И Стародубов оказался прав. В следующие два часа из камеры забрали еще четверых, не вернулся никто. В конце второго часа на улице, прямо у самого окна послышались крики. Снова ругань, смех и глухие удары. А после звук мотора и отъезжающей машины, скрип снега и свист, потом тишина.
– Повезли на расстрел! – предположил кто-то, и скорее всего, был прав.

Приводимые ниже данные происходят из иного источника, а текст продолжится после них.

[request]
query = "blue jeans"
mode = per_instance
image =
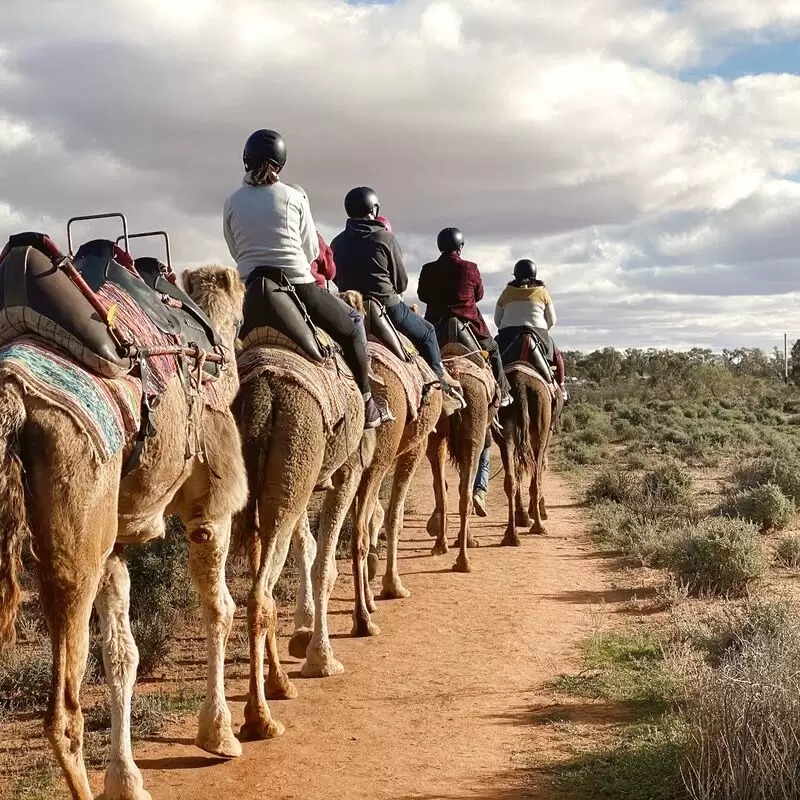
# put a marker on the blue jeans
(421, 333)
(482, 477)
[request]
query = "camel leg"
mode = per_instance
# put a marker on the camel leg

От того, что двери открывались чаще обычного, а число людей в камере уменьшалось – воздух стал более пригодным для дыхания. Чувство голода стало проступать все отчетливее и даже желание поспать уходило на второй план.
При каждом появлении Алешки напряжение возрастало, а сам охранник становился все суровее и отрешеннее. По всей видимости, его молодой и еще довольно чистой душе было больно и противно наблюдать за происходящим. Он не присутствовал на допросах, но обязан был находиться в коридоре у самых дверей допросной комнаты. Поэтому, Алешка все же являлся невольным свидетелем издевательств и пыток. Несколько раз он даже порывался написать раппорт, но осознавал, что изменить ничего не сможет. Переть одному против системы – самоубийство. Эту простую истину Алешка усвоил еще со времен детдома. А у него сестренка на руках. И он вновь отказывался от попыток вырваться из лап адской машины репрессий. Удивительно, но ее жертвой мог стать любой, как по ту, так и по эту сторону решетки.
– Товарищ Белобородов! На допрос! – уставшим и измученным голосом произнес Алешка, в очередной раз выполняя свои грустные обязанности.
Отец Николай поднялся, взглянул на охранника и улыбнулся. Алешка широко раскрыл глаза от удивления. Еще никто в этих стенах не делал ничего подобного. Ни один заключенный. Охранники и следователи частенько посмеивались над ним, но злобно и раздраженно. Будто пытались заглушить что-то в себе. А этот заключенный улыбался сейчас ласково, по-отечески.
Алешка будто в детстве оказался. Он был тогда мальчишкой, еще лет пяти, наверное. Отец смеясь держал его над собой. И здорово было рассматривать всю комнату с такой невообразимой высоты. И виделось все, все до мелочей. Мамино смеющееся лицо за занавеской и небольшой спящий комочек в люльке, и отец. Его огромные сияющие глаза и улыбка, и сильные вытянутые руки, и даже воздух в комнате был каким-то осязаемым, струящимся. Солнце отбрасывало лучи и заполняло ими всю комнату, можно было различить даже мелкие пылинки, повисшие в пространстве. В нос вдруг ударил знакомый аромат маминого хлеба, и захотелось бежать скорее к столу, чтобы отломить его кусок, вдохнуть этот теплый запах и остаться в этих воспоминаниях. Вернуть их и сделать реальностью. Но, увы, это давно уже невозможно…
– Пойдемте! Нас ждут! – нерешительным, дрожащим голосом произнес Алешка, – Ждут! – повторил он, будто смахивая пелену нахлынувших воспоминаний. Протянул руку, указывая направление, и уже совсем уверенно скомандовал, – Идём!